Abstract
Purpose
Henagliflozin is a highly selective and effective sodium glucose co-transporter (SGLT)-2
inhibitor developed for the treatment of patients with type 2 diabetes mellitus (T2DM).
This study aimed to investigate the effects of meal intake on the pharmacokinetic
properties of henagliflozin, and to understand the excretion pathways of henagliflozin
in humans.
Methods
In this Phase I, randomized, open-label, single-dose, two-period crossover study,
12 healthy male Chinese volunteers were randomized to receive either henagliflozin
10 mg in the fasted condition followed by henagliflozin 10 mg in the fed condition,
or the reverse schedule, with the two administrations separated by a washout period
of at least 7 days. Samples of blood, urine, and feces were collected and analyzed
for the investigation of the pharmacokinetic profile and excretion pathways in the
fasted and fed conditions. Any adverse events that occurred throughout the study were
recorded for tolerability assessment.
Findings
After the administration of a single oral dose of henagliflozin, mean (SD) plasma
AUC0–∞ and Cmax were 1200 (274) h · ng/mL and 179 (48.8) ng/mL, respectively, in the fasted state
and were decreased to 971 (245) h · ng/mL and 115 (34.2) ng/mL in the fed state. The
fed/fasted ratios (90% CIs) of the geometric mean values of Cmax, AUC0–t, and AUC0–∞ were 64% (54%–76%), 80% (76%–85%), and 80% (76%–85%), respectively. The median (range)
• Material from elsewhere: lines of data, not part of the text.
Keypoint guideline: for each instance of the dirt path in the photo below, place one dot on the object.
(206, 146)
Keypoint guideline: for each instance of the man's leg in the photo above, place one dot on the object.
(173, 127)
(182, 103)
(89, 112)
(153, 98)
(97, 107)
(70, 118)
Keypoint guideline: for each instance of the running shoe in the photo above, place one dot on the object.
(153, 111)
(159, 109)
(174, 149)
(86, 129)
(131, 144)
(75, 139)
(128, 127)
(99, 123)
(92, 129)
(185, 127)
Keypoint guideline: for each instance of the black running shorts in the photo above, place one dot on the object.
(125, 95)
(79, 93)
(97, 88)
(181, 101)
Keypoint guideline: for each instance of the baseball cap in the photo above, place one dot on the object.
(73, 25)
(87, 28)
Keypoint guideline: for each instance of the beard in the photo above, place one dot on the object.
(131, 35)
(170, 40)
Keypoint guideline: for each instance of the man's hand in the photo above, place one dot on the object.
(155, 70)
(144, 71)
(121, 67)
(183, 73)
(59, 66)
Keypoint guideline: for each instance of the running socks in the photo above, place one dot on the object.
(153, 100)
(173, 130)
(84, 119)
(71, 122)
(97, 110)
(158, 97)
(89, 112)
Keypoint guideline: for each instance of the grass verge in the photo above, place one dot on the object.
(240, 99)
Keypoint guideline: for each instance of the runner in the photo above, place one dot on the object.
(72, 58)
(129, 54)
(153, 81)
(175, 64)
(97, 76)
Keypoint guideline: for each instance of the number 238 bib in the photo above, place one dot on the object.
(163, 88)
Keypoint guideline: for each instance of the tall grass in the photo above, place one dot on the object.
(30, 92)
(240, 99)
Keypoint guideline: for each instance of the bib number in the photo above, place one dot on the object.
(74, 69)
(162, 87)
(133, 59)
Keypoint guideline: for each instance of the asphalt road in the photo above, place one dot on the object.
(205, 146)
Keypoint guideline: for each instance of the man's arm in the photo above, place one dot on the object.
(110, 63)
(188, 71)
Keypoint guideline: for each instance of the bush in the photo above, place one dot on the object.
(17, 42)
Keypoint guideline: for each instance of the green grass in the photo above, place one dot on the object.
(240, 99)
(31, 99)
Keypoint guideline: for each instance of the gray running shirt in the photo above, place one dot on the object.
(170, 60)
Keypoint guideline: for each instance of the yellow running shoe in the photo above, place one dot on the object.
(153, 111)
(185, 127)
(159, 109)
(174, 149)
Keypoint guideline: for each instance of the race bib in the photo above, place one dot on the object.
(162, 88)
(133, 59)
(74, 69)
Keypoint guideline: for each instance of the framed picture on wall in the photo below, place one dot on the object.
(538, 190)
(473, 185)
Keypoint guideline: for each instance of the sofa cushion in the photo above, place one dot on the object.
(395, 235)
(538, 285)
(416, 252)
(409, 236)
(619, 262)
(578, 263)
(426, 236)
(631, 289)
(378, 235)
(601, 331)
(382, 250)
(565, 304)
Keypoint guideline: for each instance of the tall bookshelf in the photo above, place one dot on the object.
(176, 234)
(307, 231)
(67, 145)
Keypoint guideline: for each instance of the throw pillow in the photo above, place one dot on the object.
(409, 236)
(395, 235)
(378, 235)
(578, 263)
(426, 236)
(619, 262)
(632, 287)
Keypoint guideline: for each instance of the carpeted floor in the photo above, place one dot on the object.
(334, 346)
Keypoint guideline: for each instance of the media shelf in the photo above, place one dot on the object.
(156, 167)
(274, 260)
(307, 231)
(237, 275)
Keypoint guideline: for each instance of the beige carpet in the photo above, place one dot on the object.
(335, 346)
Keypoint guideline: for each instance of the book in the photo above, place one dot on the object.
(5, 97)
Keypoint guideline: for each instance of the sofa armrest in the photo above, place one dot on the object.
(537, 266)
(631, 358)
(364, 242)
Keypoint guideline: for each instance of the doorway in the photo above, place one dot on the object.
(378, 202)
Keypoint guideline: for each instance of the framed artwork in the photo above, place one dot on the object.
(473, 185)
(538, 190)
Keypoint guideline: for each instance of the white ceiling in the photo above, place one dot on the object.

Tmax was prolonged from 1.5 (1–3) hours in the fasted condition to 2 (1.5–6) hours in
the fed condition. Mass-balance testing revealed that henagliflozin was eliminated
primarily as the parent drug in feces and as glucuronide metabolites in urine. In
the fasted state, the cumulative excretion percentages of the parent drug and its
metabolites to dose in feces and urine were 40.6% and 33.9%, respectively. The values
in the fed condition were changed to 50.4% and 25.5%, respectively. These findings
suggest that postprandial administration decreases the absorption rate and the extent
of henagliflozin exposure in humans, but has no effect on the metabolism or elimination
of the drug.
Implications
In the present study, the consumption of a high-fat meal prior to henagliflozin administration
was associated with reductions in AUC0–∞ and Cmax of 19.4% and 36.4%, respectively. However, based on the analysis of the pharmacokinetic/pharmacodynamic
findings on henagliflozin, this slight change may not have clinical significance.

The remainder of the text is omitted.